The shape argument for mint.full is incorrect. It is currently [shape, -1], which creates a list containing a tuple and an integer. This is not a valid shape for creating a tensor. The brackets [] should be removed to pass the shape tuple directly.

Suggested change

	mint.full([shape, -1], dtype=mindspore.int32),
	mint.full(shape, -1, dtype=mindspore.int32),

[gemini-code-assist]

The extended_attention_mask is not created correctly when the input mask is None.

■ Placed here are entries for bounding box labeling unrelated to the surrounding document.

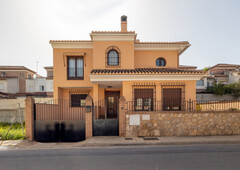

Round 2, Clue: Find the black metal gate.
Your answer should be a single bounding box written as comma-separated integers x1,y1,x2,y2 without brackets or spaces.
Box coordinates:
93,91,120,136
34,100,85,142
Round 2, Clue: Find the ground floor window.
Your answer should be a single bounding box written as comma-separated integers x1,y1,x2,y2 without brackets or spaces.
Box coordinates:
71,94,87,107
134,88,153,111
163,88,182,110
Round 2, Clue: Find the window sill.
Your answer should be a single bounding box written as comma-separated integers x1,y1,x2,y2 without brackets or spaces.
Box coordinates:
67,77,84,80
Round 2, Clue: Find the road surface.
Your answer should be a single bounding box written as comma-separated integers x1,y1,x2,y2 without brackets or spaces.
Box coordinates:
0,145,240,170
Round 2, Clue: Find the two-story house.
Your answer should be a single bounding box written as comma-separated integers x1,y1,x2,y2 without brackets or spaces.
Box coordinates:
197,63,240,93
50,16,204,117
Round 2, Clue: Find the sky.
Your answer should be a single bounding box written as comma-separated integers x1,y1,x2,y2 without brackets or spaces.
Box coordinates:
0,0,240,76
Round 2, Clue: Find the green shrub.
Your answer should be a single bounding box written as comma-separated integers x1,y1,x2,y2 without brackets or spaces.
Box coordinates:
207,82,240,96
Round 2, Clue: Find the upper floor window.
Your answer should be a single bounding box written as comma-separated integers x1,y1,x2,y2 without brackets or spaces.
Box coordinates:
105,46,121,67
39,85,44,91
67,56,84,80
196,80,204,86
108,50,119,66
1,72,6,77
156,57,166,67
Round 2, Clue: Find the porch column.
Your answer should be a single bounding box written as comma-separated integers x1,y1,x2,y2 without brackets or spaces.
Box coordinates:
119,96,126,137
93,84,99,102
25,96,35,141
85,95,93,139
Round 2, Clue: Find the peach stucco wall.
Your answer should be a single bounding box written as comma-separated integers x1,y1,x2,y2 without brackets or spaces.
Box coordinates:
53,41,196,101
134,51,178,68
122,81,196,101
53,49,93,99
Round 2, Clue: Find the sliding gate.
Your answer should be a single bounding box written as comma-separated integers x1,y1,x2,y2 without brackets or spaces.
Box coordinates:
34,100,85,142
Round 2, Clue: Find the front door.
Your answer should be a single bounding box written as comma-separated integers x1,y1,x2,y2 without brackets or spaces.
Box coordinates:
105,91,120,119
93,91,120,136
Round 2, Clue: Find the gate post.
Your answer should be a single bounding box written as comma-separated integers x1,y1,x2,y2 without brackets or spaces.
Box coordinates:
85,95,93,139
119,96,126,137
25,96,35,141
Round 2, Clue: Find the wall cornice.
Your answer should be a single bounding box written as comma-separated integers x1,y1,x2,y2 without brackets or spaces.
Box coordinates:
50,41,93,49
90,75,203,82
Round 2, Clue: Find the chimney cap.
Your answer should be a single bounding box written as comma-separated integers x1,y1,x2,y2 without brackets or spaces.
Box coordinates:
121,15,127,21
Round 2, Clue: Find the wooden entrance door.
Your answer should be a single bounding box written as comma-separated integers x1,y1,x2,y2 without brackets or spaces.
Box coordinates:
105,91,120,119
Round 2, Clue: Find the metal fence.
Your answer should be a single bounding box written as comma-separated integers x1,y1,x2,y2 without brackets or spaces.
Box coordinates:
35,99,85,120
126,99,240,112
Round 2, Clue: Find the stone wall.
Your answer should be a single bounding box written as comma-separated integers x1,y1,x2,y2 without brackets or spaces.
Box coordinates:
126,112,240,137
196,94,240,101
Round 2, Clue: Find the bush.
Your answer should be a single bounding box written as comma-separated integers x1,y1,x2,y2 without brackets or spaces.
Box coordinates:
207,82,240,96
0,123,25,140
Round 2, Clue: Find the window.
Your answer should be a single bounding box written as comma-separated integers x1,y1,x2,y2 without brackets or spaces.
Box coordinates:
68,57,84,80
1,72,6,77
47,71,53,77
156,58,166,67
39,85,44,91
0,83,3,91
162,88,182,111
134,89,153,111
197,80,204,86
50,82,53,90
107,50,119,66
71,94,87,107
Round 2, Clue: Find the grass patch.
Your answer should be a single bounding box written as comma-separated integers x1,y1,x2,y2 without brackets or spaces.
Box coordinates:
0,123,26,140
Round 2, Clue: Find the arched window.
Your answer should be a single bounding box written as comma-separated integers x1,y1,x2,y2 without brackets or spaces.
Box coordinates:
156,57,166,67
107,50,119,66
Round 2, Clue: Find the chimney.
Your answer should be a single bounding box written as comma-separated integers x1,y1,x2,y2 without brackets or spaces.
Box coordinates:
121,15,127,32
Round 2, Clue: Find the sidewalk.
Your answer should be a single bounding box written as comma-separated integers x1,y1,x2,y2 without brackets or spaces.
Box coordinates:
0,135,240,150
76,135,240,147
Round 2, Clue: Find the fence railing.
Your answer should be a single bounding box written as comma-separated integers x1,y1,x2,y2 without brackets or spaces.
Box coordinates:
35,99,85,120
126,100,240,112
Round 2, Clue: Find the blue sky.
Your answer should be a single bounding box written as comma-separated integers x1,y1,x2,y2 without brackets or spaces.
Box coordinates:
0,0,240,75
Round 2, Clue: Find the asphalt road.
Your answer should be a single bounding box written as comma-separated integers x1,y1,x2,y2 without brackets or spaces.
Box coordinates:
0,145,240,170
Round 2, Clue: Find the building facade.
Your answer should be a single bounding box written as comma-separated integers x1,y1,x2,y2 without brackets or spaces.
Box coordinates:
26,66,53,97
0,66,36,94
50,16,204,114
197,64,240,93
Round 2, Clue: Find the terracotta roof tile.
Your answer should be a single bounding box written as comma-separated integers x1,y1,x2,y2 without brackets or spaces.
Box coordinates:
91,68,205,74
49,40,92,43
92,31,135,34
135,41,189,44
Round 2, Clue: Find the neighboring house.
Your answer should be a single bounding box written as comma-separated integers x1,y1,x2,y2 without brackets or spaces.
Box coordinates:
197,64,240,93
50,16,204,113
26,67,53,96
179,65,197,70
0,66,36,94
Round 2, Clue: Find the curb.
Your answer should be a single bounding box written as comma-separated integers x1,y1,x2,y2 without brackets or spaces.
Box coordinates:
75,141,240,147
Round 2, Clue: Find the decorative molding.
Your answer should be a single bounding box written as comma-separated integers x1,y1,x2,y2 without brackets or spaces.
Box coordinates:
90,34,136,41
50,42,93,49
69,89,90,94
134,44,190,54
159,82,185,86
132,82,156,86
89,75,203,82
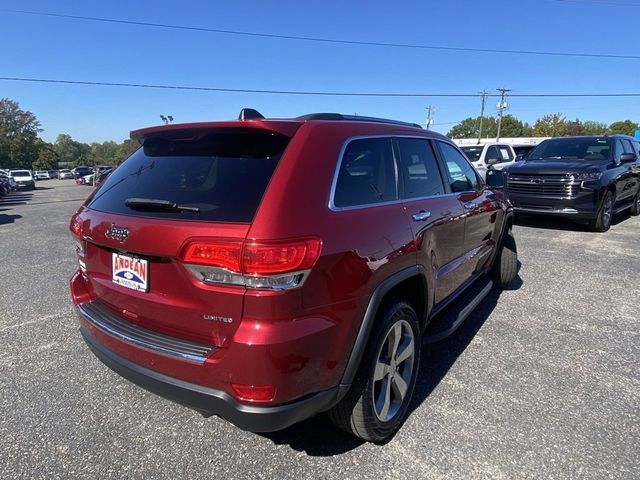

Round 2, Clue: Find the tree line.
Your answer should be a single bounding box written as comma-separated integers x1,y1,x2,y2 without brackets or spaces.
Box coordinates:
0,98,139,170
447,113,640,138
0,98,640,170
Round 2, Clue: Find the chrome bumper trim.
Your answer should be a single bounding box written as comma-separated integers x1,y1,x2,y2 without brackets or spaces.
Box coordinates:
513,207,580,215
76,302,216,364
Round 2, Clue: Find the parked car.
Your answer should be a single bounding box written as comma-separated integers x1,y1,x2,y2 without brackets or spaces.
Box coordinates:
512,145,536,162
460,142,516,179
0,169,17,191
79,173,95,186
58,168,73,180
33,170,51,180
70,110,517,441
507,135,640,232
9,170,36,190
71,165,93,178
0,173,13,197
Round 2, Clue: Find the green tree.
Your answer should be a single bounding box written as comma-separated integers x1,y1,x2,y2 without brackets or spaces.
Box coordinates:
582,120,609,135
118,138,140,163
53,133,91,167
447,117,498,138
533,113,567,137
609,120,640,135
565,118,585,135
0,98,42,167
32,142,58,170
498,115,531,138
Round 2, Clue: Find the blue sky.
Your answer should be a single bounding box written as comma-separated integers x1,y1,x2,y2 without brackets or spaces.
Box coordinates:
0,0,640,142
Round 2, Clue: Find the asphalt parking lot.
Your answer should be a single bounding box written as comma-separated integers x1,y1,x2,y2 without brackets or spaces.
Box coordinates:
0,180,640,479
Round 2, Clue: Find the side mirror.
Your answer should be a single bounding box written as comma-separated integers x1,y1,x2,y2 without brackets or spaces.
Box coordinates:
620,153,638,163
487,168,507,188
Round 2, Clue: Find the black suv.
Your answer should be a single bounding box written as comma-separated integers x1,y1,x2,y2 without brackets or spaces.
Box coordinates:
507,135,640,232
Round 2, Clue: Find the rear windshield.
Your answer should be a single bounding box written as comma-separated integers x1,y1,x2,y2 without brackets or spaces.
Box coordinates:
462,146,484,162
527,137,613,160
88,129,289,223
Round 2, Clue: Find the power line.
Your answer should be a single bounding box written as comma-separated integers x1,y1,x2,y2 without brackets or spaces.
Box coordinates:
556,0,640,8
4,10,640,60
0,77,640,98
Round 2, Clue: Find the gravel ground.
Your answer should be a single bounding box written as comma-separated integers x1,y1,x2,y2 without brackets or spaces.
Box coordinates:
0,180,640,479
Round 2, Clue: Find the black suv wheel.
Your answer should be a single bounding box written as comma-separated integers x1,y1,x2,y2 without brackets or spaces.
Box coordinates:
590,190,614,232
491,229,518,288
629,189,640,217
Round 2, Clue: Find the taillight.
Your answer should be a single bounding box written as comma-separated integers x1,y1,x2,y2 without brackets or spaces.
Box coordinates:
231,383,276,402
69,213,87,266
69,214,82,240
242,239,320,275
182,242,242,272
181,238,322,290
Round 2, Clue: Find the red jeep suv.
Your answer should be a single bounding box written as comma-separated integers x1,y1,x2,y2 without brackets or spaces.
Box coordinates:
70,109,517,441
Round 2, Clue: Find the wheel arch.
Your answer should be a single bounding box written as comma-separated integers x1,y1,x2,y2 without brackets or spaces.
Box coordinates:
336,265,433,403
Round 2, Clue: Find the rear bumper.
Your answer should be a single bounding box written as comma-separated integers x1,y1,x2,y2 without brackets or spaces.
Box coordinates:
80,327,339,432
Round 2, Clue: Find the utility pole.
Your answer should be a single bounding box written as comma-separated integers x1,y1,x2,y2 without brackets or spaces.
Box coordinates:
478,90,489,145
496,88,511,142
427,105,435,130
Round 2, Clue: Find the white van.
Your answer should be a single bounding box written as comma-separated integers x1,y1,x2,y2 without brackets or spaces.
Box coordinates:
460,142,516,178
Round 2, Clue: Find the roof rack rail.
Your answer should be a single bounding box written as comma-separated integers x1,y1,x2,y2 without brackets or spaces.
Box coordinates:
297,113,422,129
238,108,264,121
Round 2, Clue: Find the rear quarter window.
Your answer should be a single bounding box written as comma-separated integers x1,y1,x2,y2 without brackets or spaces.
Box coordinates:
88,132,289,223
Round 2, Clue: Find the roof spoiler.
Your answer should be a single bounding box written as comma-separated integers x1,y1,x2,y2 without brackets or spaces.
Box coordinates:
238,108,264,121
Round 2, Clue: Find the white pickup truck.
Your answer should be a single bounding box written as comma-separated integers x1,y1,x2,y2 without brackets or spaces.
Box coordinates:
460,142,516,178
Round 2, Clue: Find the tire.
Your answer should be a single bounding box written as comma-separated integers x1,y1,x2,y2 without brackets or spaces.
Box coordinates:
589,190,614,232
491,229,518,288
629,188,640,217
328,301,421,442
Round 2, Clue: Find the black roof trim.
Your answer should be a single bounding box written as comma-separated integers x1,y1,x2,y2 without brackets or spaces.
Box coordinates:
296,113,422,129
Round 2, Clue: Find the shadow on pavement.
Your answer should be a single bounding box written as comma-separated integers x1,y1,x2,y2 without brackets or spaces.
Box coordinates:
0,213,22,225
260,272,523,457
0,191,33,207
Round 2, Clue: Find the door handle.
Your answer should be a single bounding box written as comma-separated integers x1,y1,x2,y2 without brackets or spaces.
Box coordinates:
412,210,431,222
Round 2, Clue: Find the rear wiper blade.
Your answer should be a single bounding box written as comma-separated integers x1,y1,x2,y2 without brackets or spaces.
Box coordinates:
124,198,200,213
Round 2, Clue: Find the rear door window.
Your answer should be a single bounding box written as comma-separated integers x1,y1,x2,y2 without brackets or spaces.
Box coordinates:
398,138,444,199
435,141,480,193
333,137,398,208
484,146,502,163
88,129,289,223
498,145,514,162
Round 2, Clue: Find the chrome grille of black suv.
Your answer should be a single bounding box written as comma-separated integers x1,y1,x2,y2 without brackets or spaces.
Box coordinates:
507,173,580,197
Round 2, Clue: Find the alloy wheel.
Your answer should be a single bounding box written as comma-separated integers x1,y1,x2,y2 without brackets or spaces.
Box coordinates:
602,194,613,228
373,320,415,422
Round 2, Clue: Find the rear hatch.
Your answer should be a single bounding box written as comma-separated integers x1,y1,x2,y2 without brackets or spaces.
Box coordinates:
72,127,293,346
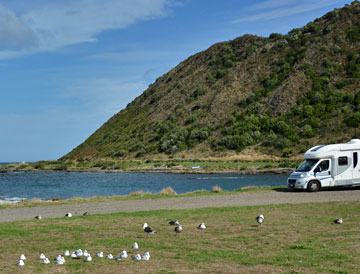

1. The batch dimension of the created tensor is incorrect. It should be descriptors.shape[0] (which is batch_size * 2) instead of batch_size.
2. The created 2D mask is not passed through self.get_extended_attention_mask to convert it into the 4D format expected by the attention layers, which will cause a shape mismatch error during the forward pass.

Suggested change

	else:
	extended_attention_mask = mint.ones(
	(batch_size, num_keypoints),
	)
	else:
	mask = mint.ones((descriptors.shape[0], num_keypoints))
	input_shape = descriptors.shape
	extended_attention_mask = self.get_extended_attention_mask(mask, input_shape)

[gemini-code-assist]

The max_pool implementation for 3D tensors is incorrect. Reshaping a (B, H, W) tensor to (1, B, H, W) with mint.unsqueeze(x, 0) causes max_pool2d to treat the batch dimension as the channel dimension, performing pooling across the batch. Pooling should be independent for each sample. The input to max_pool2d should be (B, 1, H, W), which can be achieved by using mint.unsqueeze(x, 1) and then squeezing dimension 1.

Suggested change

	x_nchw = mint.unsqueeze(x, 0)
	pooled_nchw = mint.functional.max_pool2d(x_nchw, kernel_size=kernel_size, stride=stride, padding=padding)
	output = mint.squeeze(pooled_nchw, 0)
	x_nchw = mint.unsqueeze(x, 1)
	pooled_nchw = mint.functional.max_pool2d(x_nchw, kernel_size=kernel_size, stride=stride, padding=padding)
	output = mint.squeeze(pooled_nchw, 1)

[gemini-code-assist]

There is a potential dtype mismatch in this division operation. keypoints is a float tensor, while mindspore.tensor([width, height]) creates an integer tensor. This can lead to type errors or unexpected behavior. To ensure correctness and robustness, the divisor should be explicitly cast to the same dtype as keypoints.

Suggested change

	keypoints = keypoints / mindspore.tensor(
	[width, height],
	)
	keypoints = keypoints / mindspore.tensor(
	[width, height], dtype=keypoints.dtype
	)

[gemini-code-assist]

The index for keypoints in outputs_map is incorrect. In the KeypointMatchingOutput dataclass, the fields are ordered as loss, matches, matching_scores, keypoints, ... . Therefore, keypoints is at index 3, not 2.

Suggested change

	"keypoints": 2,
	"keypoints": 3,

[gemini-code-assist]

The index for keypoints in outputs_map is incorrect. In the SuperPointKeypointDescriptionOutput dataclass, the fields are ordered as loss, keypoints, ... . Therefore, keypoints is at index 1, not 0.

Suggested change

	"keypoints": 0,
	"keypoints": 1,

[SamitHuang]

why is fps of fp16 the same as that of fp32? is it typo?